Parkview basketball player, Morgan Brady, who will be a junior this school year, welcomes the news. In previous years, she says, her team did not get much attention.

"We didn't really see the trainer until later in the season around conference. The trainer was normally with the football players. It’s good the trainer is coming in for all sports," Brady said.

Before when, the district was short on trainers, Brady says teams relied on coaches to provide attention to the day to day injuries that often occur in sports.

"I’ve had shoulder injuries, a rolled ankle, or a scrape or something, but when we have trainers, it’s better because they are able to handle properly instead of our coach trying to handle it."

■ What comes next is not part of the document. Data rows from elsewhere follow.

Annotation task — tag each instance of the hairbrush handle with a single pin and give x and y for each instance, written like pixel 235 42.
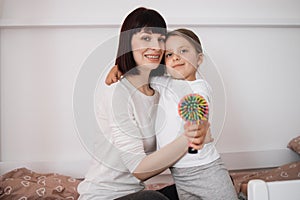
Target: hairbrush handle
pixel 191 150
pixel 193 108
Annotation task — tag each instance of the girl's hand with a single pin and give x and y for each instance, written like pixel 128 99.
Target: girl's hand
pixel 196 134
pixel 113 76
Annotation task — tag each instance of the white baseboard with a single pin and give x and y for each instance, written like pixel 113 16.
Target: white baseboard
pixel 259 159
pixel 233 160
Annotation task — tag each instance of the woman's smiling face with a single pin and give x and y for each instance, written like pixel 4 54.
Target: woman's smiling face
pixel 181 58
pixel 147 48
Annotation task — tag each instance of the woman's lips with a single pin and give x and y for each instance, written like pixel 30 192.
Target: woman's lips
pixel 177 65
pixel 153 57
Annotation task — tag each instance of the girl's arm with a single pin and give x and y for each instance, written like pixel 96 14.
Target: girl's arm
pixel 164 158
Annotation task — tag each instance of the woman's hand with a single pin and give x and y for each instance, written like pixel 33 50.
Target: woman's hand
pixel 196 134
pixel 113 76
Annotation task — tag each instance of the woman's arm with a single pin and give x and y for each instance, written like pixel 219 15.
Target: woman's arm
pixel 164 158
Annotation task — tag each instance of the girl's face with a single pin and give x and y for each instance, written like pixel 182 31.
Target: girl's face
pixel 148 49
pixel 181 58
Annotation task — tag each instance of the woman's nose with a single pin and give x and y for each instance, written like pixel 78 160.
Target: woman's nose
pixel 156 45
pixel 176 57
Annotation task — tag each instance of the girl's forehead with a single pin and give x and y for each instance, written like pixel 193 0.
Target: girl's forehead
pixel 175 41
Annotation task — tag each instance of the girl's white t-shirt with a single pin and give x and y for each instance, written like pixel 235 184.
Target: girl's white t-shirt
pixel 169 125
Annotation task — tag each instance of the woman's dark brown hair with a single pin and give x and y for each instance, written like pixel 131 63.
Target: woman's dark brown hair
pixel 140 18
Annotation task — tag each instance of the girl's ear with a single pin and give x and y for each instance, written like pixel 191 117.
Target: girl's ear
pixel 200 58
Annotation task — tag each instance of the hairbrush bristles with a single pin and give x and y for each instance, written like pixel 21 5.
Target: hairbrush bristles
pixel 193 108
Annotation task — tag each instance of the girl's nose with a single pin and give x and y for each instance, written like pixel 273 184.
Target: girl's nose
pixel 176 57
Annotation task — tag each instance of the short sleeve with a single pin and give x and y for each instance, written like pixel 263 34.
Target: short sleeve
pixel 159 83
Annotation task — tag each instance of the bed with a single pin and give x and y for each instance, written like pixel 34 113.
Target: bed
pixel 29 180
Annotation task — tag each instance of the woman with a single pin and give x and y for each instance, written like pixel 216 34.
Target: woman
pixel 126 153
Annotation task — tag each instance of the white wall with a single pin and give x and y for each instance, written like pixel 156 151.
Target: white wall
pixel 254 44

Although coaches are capable of managing some injuries, many are not trained to specifically treat children.

Dr. Brant Sachleben, an orthopedic surgeon at Arkansas Children’s Hospital, said at the announcement at Hall High School that medical professionals are better suited to try and prevent students from getting hurt.

"They present unique issues because they are still growing. I think at the children’s hospital, we provide a unique skill set for these growing athletes," Sachleben said.

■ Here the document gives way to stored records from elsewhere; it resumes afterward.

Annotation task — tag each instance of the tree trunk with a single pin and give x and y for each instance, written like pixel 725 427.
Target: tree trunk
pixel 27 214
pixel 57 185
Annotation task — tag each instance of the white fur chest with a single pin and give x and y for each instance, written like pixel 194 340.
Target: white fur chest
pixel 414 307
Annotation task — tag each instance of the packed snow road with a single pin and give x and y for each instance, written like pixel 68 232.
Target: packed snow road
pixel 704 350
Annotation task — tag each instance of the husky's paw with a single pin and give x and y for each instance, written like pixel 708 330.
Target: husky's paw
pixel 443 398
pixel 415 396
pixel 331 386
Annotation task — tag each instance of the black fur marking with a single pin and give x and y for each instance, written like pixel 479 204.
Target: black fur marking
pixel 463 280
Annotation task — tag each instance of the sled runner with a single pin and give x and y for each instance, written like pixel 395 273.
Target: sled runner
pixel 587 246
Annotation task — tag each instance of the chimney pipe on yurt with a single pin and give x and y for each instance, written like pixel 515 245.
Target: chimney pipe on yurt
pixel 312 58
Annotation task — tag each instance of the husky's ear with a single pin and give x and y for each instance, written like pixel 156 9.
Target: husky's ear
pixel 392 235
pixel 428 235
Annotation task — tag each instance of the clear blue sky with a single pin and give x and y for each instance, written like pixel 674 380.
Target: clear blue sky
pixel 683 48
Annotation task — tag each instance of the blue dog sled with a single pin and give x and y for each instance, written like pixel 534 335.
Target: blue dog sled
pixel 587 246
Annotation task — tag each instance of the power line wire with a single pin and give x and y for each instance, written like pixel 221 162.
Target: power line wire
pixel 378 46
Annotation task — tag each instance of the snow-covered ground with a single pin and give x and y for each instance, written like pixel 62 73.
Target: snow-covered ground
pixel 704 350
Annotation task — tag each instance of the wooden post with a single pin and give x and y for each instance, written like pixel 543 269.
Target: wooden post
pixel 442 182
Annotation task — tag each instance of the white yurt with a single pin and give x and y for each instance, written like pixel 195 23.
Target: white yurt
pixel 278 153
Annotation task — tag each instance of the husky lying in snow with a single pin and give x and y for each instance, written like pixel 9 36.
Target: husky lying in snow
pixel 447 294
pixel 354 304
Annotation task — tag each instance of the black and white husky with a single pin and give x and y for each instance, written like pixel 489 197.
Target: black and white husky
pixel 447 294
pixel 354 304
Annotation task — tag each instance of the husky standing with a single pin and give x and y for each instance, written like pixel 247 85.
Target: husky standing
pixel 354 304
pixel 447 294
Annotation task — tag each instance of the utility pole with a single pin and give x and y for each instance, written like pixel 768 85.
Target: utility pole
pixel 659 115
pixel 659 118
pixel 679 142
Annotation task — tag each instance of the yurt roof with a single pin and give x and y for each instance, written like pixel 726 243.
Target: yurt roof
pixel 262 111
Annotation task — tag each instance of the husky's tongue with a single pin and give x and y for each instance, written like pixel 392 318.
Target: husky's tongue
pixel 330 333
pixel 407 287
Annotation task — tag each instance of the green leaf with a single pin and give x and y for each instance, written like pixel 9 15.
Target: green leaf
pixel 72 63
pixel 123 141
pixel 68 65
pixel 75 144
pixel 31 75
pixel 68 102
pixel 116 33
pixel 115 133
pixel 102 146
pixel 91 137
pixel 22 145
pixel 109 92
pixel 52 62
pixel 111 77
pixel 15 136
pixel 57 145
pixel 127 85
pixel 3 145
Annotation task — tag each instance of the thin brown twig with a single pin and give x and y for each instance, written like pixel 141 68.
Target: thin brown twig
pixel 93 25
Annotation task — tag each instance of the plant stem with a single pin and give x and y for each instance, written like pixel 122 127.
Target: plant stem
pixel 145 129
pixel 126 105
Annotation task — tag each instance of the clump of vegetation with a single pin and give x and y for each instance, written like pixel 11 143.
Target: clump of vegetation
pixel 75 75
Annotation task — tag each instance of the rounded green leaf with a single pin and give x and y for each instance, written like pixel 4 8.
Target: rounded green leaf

The athletic trainers from the hospital’s Sports Medicine Program will be watching practices and home games at each of Little Rock’s five public high schools. They will also be available to consult with middle school coaches.

District Athletic Director John Daniels says in the past, they did not have consistent medical personnel.

"Before this, we had a contract with OrthoArkansas that had one trainer. He tried to cover as much as he could, then on game nights he would provide us with interns from other hospitals to provide game coverage."

Daniels says the agreement has been effective since July 1. The school district has been working during the past month, he says, to get the new training staff situated in the schools where they will be working.

"They’re housed inside the high schools. They have their own offices. They will be responsible on a day to day basis of taking care of any sport whether in season or out," Daniels said.

Trainers have already advised the district to buy more ice machines, because of the hot, humid weather as football practices have begun.

The district and the hospital’s agreement is good for one year and they will assess its effectiveness then.